WORK (Part 3)

In the second post of this series, I attempted to enumerate only a few of the pros and cons of technology with an emphasis on Artificial Intelligence, the current hot button issue for those knowledgeable about this high tech stuff. It all began with my speculations as to the effect the total absence of work would have on people and culture. Granted, the idea of a culture where there is no work is hypothetical, but as I mentioned previously, there is some evidence that we are headed in that direction.  


We ordinarily think of work as an activity used to gain some kind of reward. Compensation of some type is the first kind which comes to mind, yet there are obviously some emotional or spiritual needs that are satisfied by our labors. In this regard I am frequently reminded of an incident from about 60 years ago when I was working on the “yard gang” at a local factory during the summer. I may have mentioned this in a previous blog; it was one of those trivial but unforgettable experiences, which addresses some of our less negative feelings about work.

Orrie was an amiable fellow in his late sixties, and he and I had been assigned to clean out a boxcar that had carried potash.  I can attest to the fact that the inside of a boxcar that has sat in the sun on a 90 degree day is not a very pleasant place to be, especially when one is soon enveloped in potash dust mixed with sweat.  I can also assure you that placement of a bandana over one’s mouth is not a very effective way to keep  the stuff out of your lungs.  After what seemed like hours of shoveling and sweeping, the last vestige of potash had been disposed of, and Orrie stood in the door of the car, reached in his pocket for a fresh cud of chewing tobacco, surveyed our handiwork and said, “A mighty pretty piece of work Doc.” (The guys all called me Doc, as they knew I was a pre-med student.)

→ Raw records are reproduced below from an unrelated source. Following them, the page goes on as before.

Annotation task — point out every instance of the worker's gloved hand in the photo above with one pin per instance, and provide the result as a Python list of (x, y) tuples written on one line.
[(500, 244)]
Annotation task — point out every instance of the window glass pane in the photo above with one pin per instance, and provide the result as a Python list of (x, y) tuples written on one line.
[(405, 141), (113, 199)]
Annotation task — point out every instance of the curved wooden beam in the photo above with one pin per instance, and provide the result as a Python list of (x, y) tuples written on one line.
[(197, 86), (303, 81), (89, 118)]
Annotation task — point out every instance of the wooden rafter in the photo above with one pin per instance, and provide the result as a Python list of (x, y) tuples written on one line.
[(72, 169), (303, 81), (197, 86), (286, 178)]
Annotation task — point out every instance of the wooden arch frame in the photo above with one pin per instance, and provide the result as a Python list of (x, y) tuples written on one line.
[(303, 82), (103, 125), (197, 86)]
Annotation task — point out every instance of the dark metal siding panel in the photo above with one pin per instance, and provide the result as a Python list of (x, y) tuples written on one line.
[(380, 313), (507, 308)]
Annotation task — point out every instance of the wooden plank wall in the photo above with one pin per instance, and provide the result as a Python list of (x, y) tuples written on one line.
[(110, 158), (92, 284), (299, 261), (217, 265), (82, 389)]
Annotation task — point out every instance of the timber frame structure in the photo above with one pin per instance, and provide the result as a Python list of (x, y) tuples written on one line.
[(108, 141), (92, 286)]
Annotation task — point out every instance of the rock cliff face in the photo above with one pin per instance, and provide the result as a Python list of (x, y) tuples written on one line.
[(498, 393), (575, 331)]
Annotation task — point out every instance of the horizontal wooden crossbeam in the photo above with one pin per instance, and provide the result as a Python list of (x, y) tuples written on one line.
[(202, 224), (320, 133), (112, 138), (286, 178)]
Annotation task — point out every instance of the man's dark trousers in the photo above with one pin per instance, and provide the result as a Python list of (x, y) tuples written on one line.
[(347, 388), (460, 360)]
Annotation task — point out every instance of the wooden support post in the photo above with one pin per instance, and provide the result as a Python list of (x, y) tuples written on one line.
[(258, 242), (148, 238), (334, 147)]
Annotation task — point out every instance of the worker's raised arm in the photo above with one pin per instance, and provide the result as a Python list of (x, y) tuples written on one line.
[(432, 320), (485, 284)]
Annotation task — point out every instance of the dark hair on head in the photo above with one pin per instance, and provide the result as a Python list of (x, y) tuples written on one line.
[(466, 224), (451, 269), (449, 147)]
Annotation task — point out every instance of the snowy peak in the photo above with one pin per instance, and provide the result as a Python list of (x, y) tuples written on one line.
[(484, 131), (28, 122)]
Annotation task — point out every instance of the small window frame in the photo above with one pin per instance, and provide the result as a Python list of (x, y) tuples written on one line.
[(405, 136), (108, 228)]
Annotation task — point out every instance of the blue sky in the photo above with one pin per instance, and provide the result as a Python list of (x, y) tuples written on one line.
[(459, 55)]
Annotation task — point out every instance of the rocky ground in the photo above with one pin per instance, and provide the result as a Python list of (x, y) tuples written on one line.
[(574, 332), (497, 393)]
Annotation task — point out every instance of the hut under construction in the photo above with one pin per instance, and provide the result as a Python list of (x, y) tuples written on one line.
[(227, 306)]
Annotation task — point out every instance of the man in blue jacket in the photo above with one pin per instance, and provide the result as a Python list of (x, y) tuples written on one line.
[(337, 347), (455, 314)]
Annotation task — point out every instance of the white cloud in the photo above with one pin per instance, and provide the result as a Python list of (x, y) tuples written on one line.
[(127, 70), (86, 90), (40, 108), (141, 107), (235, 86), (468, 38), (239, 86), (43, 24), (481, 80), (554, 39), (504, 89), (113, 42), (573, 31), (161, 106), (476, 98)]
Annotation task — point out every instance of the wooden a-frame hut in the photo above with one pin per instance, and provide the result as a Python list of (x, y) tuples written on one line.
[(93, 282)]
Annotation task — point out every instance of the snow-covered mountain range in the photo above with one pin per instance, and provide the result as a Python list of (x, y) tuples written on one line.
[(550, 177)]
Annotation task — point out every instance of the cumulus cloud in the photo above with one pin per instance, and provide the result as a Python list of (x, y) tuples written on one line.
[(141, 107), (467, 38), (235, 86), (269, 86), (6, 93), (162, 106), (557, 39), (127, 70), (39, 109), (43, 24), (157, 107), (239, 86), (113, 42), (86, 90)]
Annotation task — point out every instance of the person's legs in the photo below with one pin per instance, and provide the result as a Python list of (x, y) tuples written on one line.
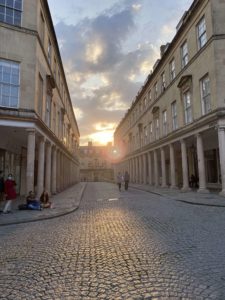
[(7, 207)]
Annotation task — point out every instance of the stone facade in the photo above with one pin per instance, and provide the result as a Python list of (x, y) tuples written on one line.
[(41, 136), (96, 163), (173, 133)]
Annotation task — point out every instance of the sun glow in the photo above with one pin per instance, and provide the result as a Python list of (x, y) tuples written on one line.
[(102, 137)]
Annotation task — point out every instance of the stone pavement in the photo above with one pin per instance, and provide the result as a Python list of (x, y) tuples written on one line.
[(63, 203), (191, 197)]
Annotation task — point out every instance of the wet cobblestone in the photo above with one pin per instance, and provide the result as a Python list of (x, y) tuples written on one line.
[(138, 246)]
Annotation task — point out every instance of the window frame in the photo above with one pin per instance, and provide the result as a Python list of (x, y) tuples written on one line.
[(10, 85), (188, 117), (174, 115), (204, 99), (172, 69), (184, 54), (13, 10), (201, 37)]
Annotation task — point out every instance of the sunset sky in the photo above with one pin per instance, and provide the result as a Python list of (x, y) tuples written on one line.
[(108, 49)]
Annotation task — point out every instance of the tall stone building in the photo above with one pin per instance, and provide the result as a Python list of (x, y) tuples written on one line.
[(39, 133), (96, 163), (174, 129)]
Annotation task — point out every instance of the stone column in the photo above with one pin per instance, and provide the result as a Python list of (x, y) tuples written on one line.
[(54, 167), (149, 168), (184, 166), (201, 165), (48, 168), (140, 170), (41, 167), (30, 160), (163, 166), (172, 168), (144, 169), (221, 138), (58, 172), (156, 171), (137, 170)]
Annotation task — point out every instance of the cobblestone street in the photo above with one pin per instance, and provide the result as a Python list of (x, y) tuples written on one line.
[(128, 245)]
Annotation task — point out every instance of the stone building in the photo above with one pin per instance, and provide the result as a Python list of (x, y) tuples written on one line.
[(39, 133), (174, 129), (96, 163)]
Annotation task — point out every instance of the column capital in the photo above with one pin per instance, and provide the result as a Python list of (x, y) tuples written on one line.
[(30, 130), (221, 128)]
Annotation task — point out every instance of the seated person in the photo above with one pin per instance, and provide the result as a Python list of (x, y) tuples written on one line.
[(45, 203), (33, 202)]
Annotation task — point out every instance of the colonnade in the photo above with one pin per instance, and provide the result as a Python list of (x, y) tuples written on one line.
[(56, 169), (155, 159)]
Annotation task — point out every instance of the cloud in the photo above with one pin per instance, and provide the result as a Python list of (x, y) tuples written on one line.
[(104, 73)]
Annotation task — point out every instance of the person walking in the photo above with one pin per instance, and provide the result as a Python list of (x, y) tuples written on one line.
[(126, 180), (119, 180), (10, 192)]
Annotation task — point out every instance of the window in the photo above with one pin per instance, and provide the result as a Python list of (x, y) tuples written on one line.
[(149, 96), (150, 132), (174, 115), (54, 118), (40, 95), (42, 28), (172, 70), (49, 51), (201, 33), (11, 11), (187, 107), (48, 110), (205, 95), (54, 70), (163, 78), (165, 122), (145, 135), (156, 90), (184, 55), (145, 103), (157, 128), (9, 83)]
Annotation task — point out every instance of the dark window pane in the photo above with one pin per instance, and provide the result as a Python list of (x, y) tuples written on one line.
[(5, 100), (1, 17), (14, 101), (17, 18), (18, 4), (9, 3)]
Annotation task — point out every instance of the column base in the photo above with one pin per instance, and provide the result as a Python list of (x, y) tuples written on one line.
[(185, 189), (203, 191), (165, 186), (222, 193), (174, 187)]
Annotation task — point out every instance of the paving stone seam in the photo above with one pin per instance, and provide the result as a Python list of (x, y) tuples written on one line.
[(57, 215), (178, 200)]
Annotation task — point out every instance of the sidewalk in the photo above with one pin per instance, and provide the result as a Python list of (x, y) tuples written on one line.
[(63, 203), (191, 197)]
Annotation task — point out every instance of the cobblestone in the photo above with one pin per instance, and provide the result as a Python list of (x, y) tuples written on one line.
[(138, 247)]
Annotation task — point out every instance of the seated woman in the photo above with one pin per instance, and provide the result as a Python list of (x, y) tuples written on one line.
[(33, 202), (45, 203)]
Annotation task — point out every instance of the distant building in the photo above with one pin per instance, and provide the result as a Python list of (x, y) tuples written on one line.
[(39, 133), (174, 132), (96, 163)]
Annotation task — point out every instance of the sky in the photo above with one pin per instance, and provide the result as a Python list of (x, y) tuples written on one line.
[(108, 49)]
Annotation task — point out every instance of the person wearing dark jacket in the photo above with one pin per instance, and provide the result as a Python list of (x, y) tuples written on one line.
[(10, 192), (126, 180)]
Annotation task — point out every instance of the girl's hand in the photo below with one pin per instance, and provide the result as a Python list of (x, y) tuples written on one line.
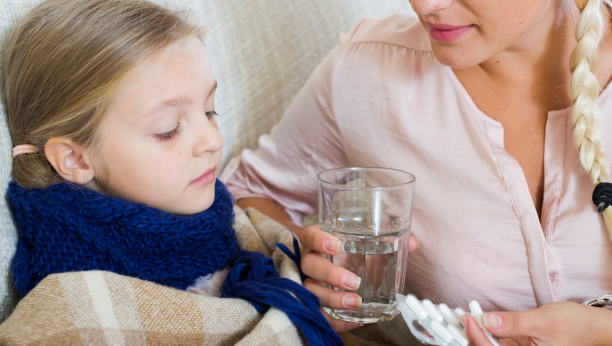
[(558, 324), (322, 271)]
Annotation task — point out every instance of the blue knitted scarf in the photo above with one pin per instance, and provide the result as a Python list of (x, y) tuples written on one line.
[(66, 227)]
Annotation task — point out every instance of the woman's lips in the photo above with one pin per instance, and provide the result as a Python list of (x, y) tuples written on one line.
[(205, 179), (447, 33)]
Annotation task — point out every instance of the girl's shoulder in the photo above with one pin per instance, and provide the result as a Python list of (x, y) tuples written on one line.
[(402, 29)]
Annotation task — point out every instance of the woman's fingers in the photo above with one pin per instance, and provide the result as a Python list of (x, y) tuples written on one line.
[(322, 270), (339, 326), (474, 332), (315, 238), (333, 299)]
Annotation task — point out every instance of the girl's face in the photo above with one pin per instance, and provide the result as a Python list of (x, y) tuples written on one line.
[(464, 33), (160, 144)]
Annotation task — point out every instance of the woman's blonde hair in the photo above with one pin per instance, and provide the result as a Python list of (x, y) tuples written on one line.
[(583, 90), (64, 62)]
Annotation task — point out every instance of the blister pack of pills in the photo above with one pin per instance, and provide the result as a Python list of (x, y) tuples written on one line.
[(438, 324)]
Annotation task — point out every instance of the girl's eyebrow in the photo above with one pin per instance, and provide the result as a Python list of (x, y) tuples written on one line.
[(177, 101), (169, 103)]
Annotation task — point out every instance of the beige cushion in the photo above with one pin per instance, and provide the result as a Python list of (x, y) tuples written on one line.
[(262, 52)]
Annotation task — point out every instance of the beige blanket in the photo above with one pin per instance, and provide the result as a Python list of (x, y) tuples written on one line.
[(103, 308)]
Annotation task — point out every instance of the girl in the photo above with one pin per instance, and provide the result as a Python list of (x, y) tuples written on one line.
[(496, 107), (111, 110)]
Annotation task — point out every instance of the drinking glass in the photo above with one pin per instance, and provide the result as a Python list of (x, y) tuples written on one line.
[(370, 210)]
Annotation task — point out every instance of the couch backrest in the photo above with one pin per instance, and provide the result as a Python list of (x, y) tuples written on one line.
[(261, 51)]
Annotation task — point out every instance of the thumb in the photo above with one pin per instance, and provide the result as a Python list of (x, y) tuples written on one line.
[(511, 323)]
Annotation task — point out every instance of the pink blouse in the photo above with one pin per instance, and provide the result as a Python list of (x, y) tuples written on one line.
[(380, 98)]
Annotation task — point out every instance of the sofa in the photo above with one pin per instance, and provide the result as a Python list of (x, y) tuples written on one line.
[(261, 51)]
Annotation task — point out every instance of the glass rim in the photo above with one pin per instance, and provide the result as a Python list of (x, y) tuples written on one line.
[(411, 180)]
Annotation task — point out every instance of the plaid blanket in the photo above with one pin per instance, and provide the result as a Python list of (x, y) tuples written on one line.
[(103, 308)]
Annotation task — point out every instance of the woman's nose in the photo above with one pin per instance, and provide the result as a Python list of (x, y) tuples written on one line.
[(424, 7), (209, 138)]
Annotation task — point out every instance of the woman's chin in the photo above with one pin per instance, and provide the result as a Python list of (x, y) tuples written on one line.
[(456, 57)]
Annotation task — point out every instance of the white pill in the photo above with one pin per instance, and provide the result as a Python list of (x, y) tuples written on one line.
[(448, 315), (441, 331), (415, 306), (476, 312), (459, 336), (460, 313), (432, 311)]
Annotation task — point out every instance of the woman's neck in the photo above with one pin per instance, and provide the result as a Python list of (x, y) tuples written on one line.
[(538, 63)]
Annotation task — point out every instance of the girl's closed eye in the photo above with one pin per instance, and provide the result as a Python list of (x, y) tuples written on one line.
[(168, 135)]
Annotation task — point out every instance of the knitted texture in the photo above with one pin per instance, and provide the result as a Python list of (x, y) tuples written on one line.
[(66, 228), (254, 278)]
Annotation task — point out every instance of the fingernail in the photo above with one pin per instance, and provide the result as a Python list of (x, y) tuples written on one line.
[(332, 245), (351, 302), (465, 322), (492, 320), (351, 281), (351, 325)]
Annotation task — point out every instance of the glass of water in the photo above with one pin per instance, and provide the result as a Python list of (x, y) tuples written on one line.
[(370, 210)]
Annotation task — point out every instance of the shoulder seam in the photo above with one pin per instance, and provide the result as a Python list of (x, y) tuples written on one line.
[(390, 44)]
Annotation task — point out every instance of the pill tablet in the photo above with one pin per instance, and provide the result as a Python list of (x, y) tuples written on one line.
[(432, 311), (475, 307), (476, 312), (416, 307), (459, 336), (442, 332), (459, 313), (448, 315)]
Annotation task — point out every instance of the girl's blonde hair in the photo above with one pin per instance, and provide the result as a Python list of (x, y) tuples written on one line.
[(63, 64), (583, 90)]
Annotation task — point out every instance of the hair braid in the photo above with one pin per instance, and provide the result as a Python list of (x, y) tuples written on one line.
[(583, 90)]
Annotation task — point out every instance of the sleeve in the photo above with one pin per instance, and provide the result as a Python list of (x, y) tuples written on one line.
[(306, 141)]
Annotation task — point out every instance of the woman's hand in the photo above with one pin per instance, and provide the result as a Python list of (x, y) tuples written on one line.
[(322, 271), (557, 324)]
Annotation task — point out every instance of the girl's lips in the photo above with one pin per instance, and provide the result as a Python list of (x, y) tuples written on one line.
[(205, 179), (447, 33)]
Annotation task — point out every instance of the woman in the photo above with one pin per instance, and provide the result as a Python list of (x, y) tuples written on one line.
[(480, 101)]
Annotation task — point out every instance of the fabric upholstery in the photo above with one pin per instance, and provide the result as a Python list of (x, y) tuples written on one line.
[(261, 51)]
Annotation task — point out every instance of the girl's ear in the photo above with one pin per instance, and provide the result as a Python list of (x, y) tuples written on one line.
[(70, 160)]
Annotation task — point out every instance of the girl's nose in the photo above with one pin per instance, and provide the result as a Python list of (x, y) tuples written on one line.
[(209, 138), (424, 7)]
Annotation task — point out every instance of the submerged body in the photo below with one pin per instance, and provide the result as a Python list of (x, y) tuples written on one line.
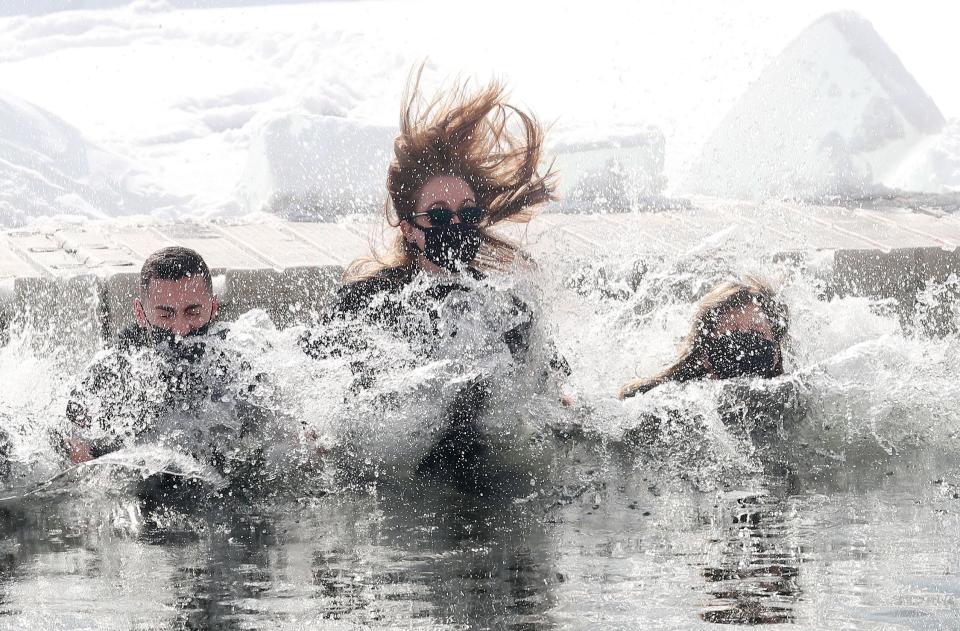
[(188, 395), (462, 444)]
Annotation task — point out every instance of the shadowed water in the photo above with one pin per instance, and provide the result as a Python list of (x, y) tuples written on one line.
[(826, 499)]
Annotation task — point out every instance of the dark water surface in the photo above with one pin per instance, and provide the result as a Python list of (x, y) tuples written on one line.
[(878, 550)]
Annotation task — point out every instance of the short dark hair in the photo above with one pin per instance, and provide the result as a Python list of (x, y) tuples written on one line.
[(174, 263)]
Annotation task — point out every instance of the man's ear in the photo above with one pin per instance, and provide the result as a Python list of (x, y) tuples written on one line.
[(139, 313)]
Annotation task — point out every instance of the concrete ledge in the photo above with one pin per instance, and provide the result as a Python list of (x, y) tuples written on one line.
[(85, 274)]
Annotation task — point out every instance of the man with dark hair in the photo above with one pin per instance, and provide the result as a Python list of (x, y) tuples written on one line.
[(175, 302), (171, 379), (176, 295)]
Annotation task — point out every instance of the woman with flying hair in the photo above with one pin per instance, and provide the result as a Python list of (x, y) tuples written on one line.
[(738, 331), (464, 162), (458, 170)]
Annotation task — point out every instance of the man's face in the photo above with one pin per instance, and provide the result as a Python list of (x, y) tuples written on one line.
[(179, 306)]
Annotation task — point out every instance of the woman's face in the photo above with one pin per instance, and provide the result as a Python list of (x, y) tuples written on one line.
[(440, 191), (733, 350), (747, 318)]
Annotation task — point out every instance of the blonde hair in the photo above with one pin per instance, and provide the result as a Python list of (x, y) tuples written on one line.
[(718, 302), (465, 134)]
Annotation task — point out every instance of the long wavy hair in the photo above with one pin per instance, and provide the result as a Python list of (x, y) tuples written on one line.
[(719, 301), (477, 136)]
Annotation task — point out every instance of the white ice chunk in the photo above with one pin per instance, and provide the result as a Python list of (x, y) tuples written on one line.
[(835, 113), (48, 168), (317, 167), (616, 169)]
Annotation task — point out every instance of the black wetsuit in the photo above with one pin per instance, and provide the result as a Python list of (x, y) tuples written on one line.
[(459, 455), (133, 385)]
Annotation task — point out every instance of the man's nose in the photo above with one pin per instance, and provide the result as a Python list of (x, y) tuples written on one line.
[(181, 326)]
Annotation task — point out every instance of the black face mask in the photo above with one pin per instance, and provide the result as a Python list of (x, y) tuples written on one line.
[(742, 354), (451, 247)]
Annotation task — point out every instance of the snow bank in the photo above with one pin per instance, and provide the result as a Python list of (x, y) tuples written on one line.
[(836, 113), (316, 167), (618, 169), (934, 166), (48, 168)]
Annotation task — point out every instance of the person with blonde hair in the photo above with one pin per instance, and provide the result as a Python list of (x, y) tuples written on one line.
[(464, 163), (738, 331)]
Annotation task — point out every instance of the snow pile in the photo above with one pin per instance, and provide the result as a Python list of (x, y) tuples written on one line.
[(48, 168), (316, 167), (836, 113), (618, 170), (935, 166)]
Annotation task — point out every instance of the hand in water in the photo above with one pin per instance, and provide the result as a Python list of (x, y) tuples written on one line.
[(79, 450)]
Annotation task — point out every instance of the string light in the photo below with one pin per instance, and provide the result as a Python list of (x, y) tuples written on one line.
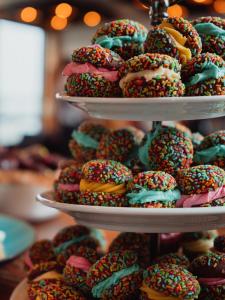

As you might imagine, an overgrown, snot-nosed kid like me thought that was about the stupidest thing I had ever heard. It certainly was not analogous to the creation of some marvelous piece of art. On the contrary, I thought that boxcar was the ugliest thing I had ever seen, and I was convinced that it was the closest thing to hell one could experience while still alive. If work is defined as an activity seeking a reward, the only reward that I can imagine for Orrie was the satisfaction he felt as he savored his accomplishment. I suspect that this same need to achieve is the opiate which motivates us to build sky scrapers and clean boxcars.  If such is the case, then the term “workaholic” may describe another form of addiction.    


Now that I have become older and hopefully a little wiser, I have come to realize that it was men like Orrie with their incredible work ethic who have made it possible for me to sit here in relative luxury.  In my opinion, “trickle drown” economics is not what makes things work, but that the “trickle up” factor is even more important.  The wondrous plans of our great thinkers and planners would have had little chance of success without the sweat equity of the Orries of the world.   

Throughout recorded history and beyond, we seem to have been ambivalent about work. We often praise its value but at other times say we hate it.  We look forward to retirement, but when it comes, we start to look for something to do, as there are no 12-step programs to help us gain remission from this compulsion.  It has often been said that in order to have a successful retirement, one should remain active. Consequently, many of us end up engaged in activities such as volunteerism, gardening, woodworking or blog writing, which, under different circumstances, would be seen as work. In my own case, I looked forward to retirement, but I found I missed working. Since there was a nationwide shortage of psychiatrists, I had no problem finding a job and went back to work until senescence caught up with me 12 years later.  It is amazing how goofing off feels so good when you are working, but is so boring when you don’t have a job to do.


Of course there have been enormous changes in the nature of work over the last century.  We have become much more specialized especially in manufacturing. Henry Ford’s introduction of the assembly line introduced a new level of efficiency in production at the cost of massive levels of boredom among the employees, who found themselves performing the same action hundreds of times every day. I can speak of this from experience, for I once worked in a glass bottle factory where a river of glass bottles came at me from a conveyor belt as I attempted to pack them in boxes. It was a position I felt was sorely lacking in job satisfaction. The good news is that these kind of jobs are the type which robots can do more efficiently and with fewer mistakes than can humans, but the bad news is it eliminates a lot of jobs held by those with limited training.  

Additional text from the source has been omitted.